At this time, it is necessary to close the overflow channel 9 with a channel closing means 17 such as a shutoff valve. By driving the negative pressure pump 5 in this state, the circulation channel and storage tank contaminated during blood flow are reliably disinfected. After the disinfectant solution is circulated, the cleaning solution is similarly circulated to clean the flow path. Disinfection/
By cleaning, you can use the device with confidence for the next treatment.

As described above, the device of the present invention is extremely capable of appropriately selecting between hemofiltration and hemodialysis in one device by switching the three-way switching valves 6 and 7 provided in the dialysate inlet flow path and the dialysate outlet flow path. It is a practical device.
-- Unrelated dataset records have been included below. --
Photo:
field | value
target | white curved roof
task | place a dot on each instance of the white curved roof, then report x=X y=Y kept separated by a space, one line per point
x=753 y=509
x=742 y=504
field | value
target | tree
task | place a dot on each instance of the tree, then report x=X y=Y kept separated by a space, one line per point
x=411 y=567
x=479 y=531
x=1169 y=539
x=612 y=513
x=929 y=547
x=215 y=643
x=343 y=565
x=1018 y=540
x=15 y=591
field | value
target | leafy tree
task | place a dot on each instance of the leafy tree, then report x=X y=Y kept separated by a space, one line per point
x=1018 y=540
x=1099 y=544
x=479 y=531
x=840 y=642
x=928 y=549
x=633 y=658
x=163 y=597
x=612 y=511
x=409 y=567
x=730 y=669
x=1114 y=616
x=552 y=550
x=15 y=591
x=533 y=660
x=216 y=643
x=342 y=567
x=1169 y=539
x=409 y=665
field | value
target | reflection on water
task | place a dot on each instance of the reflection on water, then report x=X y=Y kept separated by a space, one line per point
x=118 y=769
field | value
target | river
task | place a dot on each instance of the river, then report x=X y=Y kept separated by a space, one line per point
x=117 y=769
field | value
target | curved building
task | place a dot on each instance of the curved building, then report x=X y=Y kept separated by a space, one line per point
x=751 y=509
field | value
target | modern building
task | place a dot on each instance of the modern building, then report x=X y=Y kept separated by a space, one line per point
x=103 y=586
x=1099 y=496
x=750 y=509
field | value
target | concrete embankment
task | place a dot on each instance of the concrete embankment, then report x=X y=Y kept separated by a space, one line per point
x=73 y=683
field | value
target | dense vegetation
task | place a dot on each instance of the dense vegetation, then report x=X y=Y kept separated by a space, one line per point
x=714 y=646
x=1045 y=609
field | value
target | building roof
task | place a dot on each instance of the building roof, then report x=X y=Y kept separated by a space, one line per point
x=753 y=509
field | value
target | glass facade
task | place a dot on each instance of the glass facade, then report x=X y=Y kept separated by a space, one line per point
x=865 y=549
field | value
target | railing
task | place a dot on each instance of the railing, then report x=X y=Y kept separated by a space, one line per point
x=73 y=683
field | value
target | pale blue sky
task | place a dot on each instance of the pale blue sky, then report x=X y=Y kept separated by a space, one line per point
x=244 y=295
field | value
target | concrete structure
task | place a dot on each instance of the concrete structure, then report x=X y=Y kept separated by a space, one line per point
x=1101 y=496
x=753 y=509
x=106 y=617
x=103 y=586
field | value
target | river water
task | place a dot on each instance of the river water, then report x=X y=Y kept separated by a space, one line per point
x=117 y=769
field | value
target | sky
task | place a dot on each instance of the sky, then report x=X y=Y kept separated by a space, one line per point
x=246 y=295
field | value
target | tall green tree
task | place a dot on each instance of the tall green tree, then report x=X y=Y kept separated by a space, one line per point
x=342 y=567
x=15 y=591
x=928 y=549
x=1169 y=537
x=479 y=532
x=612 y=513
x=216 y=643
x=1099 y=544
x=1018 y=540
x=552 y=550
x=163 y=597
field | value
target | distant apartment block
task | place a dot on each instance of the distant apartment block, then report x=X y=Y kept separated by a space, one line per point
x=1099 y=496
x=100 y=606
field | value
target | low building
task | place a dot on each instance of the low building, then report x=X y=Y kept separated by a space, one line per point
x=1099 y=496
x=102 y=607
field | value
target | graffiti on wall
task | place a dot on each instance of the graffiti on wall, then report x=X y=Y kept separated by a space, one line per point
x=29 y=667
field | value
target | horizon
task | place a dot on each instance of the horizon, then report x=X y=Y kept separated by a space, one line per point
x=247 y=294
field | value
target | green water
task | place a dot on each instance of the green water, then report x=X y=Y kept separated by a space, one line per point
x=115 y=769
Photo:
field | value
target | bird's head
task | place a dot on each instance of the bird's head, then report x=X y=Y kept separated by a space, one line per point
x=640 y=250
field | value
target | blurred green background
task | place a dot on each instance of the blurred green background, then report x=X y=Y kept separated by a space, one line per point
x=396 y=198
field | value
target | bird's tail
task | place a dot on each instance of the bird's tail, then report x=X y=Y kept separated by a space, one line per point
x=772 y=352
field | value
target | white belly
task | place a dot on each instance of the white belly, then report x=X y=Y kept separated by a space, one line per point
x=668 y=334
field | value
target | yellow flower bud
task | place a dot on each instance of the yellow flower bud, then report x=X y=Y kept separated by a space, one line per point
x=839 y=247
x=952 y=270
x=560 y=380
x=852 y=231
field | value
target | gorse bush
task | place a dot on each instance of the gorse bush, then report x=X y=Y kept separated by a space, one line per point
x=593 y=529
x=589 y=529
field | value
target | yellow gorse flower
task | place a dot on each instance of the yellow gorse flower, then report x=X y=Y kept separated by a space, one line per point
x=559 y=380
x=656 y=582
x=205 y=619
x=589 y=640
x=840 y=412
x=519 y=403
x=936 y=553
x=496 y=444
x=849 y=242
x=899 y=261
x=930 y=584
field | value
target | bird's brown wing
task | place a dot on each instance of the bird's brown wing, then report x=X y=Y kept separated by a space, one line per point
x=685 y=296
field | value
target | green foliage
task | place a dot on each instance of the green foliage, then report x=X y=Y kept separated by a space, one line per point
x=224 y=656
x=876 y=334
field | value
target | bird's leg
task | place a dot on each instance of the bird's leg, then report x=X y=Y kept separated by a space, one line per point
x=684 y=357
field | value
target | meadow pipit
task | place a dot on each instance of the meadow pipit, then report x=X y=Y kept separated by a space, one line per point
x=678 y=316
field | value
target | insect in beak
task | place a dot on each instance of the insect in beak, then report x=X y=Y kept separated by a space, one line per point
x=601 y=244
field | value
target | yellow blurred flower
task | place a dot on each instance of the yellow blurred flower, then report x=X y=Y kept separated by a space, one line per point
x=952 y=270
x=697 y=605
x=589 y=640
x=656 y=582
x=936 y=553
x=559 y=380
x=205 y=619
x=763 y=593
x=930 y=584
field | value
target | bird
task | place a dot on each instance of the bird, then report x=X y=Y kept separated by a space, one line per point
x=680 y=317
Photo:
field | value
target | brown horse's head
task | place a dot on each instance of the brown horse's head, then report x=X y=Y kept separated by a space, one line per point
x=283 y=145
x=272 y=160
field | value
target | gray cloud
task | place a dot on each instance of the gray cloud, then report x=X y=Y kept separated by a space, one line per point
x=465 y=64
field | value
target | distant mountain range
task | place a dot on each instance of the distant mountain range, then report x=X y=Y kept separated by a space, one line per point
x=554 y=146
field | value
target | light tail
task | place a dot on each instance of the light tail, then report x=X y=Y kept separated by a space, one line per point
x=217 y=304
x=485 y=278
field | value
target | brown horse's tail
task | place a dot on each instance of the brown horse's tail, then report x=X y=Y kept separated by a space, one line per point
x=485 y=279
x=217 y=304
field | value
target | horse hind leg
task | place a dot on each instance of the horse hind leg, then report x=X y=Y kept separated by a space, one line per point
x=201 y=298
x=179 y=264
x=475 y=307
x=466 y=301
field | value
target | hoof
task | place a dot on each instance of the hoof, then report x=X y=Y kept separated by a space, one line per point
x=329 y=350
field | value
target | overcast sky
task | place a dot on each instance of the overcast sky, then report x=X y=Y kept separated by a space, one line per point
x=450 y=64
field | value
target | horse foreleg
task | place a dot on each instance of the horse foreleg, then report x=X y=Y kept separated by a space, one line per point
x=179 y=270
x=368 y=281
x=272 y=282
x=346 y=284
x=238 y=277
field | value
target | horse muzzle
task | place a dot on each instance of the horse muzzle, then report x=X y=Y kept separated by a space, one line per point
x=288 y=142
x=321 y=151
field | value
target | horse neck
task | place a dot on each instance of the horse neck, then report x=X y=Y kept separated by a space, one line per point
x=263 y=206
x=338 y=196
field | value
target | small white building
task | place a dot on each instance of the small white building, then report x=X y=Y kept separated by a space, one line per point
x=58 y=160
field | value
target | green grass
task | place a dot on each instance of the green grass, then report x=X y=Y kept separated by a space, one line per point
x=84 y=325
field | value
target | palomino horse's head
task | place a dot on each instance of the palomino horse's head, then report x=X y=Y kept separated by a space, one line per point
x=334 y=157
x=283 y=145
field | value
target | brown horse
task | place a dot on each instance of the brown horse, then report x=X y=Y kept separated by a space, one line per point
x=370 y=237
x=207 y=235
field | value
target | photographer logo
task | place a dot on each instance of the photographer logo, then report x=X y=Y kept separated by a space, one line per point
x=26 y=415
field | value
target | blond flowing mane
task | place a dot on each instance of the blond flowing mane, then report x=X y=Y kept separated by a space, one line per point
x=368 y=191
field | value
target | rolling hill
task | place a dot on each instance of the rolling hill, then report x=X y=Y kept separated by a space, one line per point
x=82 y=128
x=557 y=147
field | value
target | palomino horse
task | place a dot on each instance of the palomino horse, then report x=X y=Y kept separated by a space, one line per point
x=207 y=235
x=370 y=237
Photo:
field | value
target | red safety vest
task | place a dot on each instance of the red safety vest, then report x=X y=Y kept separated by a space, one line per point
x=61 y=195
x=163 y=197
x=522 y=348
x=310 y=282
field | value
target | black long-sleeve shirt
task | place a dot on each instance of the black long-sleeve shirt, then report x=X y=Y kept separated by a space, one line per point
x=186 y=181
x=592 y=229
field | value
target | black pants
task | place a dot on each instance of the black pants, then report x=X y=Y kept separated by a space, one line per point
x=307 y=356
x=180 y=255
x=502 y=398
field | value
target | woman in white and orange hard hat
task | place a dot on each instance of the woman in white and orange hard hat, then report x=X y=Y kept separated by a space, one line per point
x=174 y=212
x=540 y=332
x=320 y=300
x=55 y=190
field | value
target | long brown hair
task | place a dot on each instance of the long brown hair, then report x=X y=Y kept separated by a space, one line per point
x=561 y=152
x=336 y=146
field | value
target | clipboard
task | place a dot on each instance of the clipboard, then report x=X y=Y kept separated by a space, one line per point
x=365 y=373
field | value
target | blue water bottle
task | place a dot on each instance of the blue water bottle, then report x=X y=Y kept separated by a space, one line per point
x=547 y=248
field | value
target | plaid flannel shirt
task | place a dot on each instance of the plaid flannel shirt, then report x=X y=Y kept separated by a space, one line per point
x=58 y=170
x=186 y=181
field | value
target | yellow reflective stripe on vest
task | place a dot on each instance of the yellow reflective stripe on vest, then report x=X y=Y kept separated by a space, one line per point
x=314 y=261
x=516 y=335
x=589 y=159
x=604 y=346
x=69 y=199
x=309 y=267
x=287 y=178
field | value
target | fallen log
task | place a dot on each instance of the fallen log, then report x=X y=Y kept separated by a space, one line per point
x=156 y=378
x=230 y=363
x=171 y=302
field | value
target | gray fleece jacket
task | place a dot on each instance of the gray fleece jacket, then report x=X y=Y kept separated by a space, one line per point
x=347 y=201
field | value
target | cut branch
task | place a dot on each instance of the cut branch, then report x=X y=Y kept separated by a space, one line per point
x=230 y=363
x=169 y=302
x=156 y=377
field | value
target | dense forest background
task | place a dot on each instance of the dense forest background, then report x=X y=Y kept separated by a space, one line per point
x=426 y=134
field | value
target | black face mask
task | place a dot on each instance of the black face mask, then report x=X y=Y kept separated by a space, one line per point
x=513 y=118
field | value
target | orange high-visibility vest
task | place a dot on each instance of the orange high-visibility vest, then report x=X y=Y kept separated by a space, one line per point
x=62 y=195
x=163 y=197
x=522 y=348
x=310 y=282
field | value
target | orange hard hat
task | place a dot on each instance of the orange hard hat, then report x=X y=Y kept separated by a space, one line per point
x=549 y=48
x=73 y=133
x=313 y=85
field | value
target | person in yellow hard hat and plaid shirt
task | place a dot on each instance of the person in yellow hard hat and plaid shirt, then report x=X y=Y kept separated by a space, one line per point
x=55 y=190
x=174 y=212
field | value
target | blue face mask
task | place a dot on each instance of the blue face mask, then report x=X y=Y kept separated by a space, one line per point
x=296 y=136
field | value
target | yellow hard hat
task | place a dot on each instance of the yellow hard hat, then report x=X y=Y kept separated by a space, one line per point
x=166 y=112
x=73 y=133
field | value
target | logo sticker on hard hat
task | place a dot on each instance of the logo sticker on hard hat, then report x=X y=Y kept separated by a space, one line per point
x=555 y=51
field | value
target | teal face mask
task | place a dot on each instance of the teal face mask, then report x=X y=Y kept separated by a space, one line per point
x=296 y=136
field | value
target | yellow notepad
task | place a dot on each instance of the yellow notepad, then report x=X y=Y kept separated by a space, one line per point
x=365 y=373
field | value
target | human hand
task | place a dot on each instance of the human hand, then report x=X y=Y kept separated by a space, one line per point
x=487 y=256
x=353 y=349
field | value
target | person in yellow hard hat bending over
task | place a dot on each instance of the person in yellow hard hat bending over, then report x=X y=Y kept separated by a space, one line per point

[Brief explanation of the drawing]

FIG. 1 is a flow diagram of the device of the present invention. 1... Blood extracorporeal circulation channel, 2... Hemodialyzer,
3... Dialysate introduction channel, 4... Dialysate outlet channel,
5... Negative pressure pump, 6, 7... Three-way switching valve, 8...
...Bypass flow path, 9...Overflow flow path, 1
0...Storage tank, 11...Liquid measuring means.

Claims (1)

[Scope of utility model registration request] Hemodialyzer 2 installed in extracorporeal blood circulation channel 1
A dialysate introduction channel 3 and a dialysate outlet channel 4 are connected to the dialysate inlet and outlet of the dialysate, and a negative pressure pump 5 provided in the dialysate outlet channel introduces the dialysate into the hemodialyzer to collect blood. A hemodialysis apparatus for purification, in which three-way switching valves 6 and 7 are installed downstream of the negative pressure pump 5 in the dialysate introduction channel 3 and the dialysate outlet channel 4, and the two three-way switching The valves are connected by a bypass flow path 8, and a storage tank 10 having an overflow flow path 9 is provided in the bypass flow path, and the dialysate is passed through the hemodialyzer in a single pass during hemodialysis using the two three-way switching valves. A flow path is formed, a circulation flow path is formed between the bypass flow path and the hemodialyzer during blood flow, and the liquid overflowing from the storage tank is measured by the liquid measuring means 11. Hemodialysis equipment.